Inoltre, i vescovi esprimono il loro parere su alcuni punti specifici della consultazione: “Siamo completamente contrari – affermano – a tutti i tentativi di includere qualsiasi sede scolastica (incluse, naturalmente, le scuole cattoliche) come opzione per la fornitura di pillole abortive o qualsiasi altro servizio simile”. Ribadita, poi, la necessità di pensare, piuttosto, ad “adeguati servizi di consulenza” e di prevedere “un periodo di tempo significativo per un’attenta riflessione sulla gravità della decisione di abortire”. Attualmente, infatti, molte donne decidono di interrompere volontariamente la gravidanza perché vivono “in uno stato di panico” che, spesso, le porta a “prendere una decisione prematura”, rimpianta poi nel corso degli anni.

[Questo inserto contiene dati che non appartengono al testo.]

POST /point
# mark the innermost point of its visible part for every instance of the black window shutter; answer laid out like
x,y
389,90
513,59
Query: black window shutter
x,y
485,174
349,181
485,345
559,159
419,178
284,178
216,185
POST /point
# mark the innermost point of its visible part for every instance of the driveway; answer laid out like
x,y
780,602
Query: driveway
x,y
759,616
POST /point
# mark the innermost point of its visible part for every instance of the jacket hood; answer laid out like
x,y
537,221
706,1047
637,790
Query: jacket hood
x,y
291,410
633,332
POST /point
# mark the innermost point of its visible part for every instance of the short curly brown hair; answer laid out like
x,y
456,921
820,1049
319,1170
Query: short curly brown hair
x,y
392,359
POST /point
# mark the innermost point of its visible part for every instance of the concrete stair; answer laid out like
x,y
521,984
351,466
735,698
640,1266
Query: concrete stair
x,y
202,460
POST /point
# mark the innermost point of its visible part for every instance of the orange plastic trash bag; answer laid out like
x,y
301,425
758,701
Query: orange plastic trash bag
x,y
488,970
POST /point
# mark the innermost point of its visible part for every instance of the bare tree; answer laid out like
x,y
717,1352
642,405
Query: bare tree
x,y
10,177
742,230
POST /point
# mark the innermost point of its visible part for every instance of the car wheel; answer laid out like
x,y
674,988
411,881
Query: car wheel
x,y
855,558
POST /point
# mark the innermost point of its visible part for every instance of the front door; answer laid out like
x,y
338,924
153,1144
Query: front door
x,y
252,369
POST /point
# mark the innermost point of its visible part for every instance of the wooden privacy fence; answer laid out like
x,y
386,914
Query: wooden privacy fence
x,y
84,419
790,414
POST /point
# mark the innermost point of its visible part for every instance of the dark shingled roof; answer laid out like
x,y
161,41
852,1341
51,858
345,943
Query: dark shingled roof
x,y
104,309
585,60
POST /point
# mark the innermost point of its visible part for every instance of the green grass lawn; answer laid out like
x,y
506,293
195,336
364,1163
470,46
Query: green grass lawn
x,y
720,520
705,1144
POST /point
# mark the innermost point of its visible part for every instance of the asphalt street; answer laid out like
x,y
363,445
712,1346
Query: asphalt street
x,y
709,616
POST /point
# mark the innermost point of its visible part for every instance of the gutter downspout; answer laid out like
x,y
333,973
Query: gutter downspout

Centrale, inoltre, il richiamo all’importanza di potenziare i servizi sociali e di informare maggiormente le donne su quelli già esistenti, in quanto a volte una madre pensa che l’aborto sia l’unica soluzione perché provata dalla povertà o dalla difficoltà di prendersi cura del nascituro. Lo stesso dicasi per i servizi di assistenza post-aborto, che vanno implementati maggiormente. Infine, i presuli dell’Irlanda del Nord esortano ad incrementare il diritto della donna “di ricevere informazioni accurate e appropriate sui rischi connessi all’aborto e sulla gamma di condizioni mentali e fisiche che possono emergere a seguito di una interruzione volontaria di gravidanza”.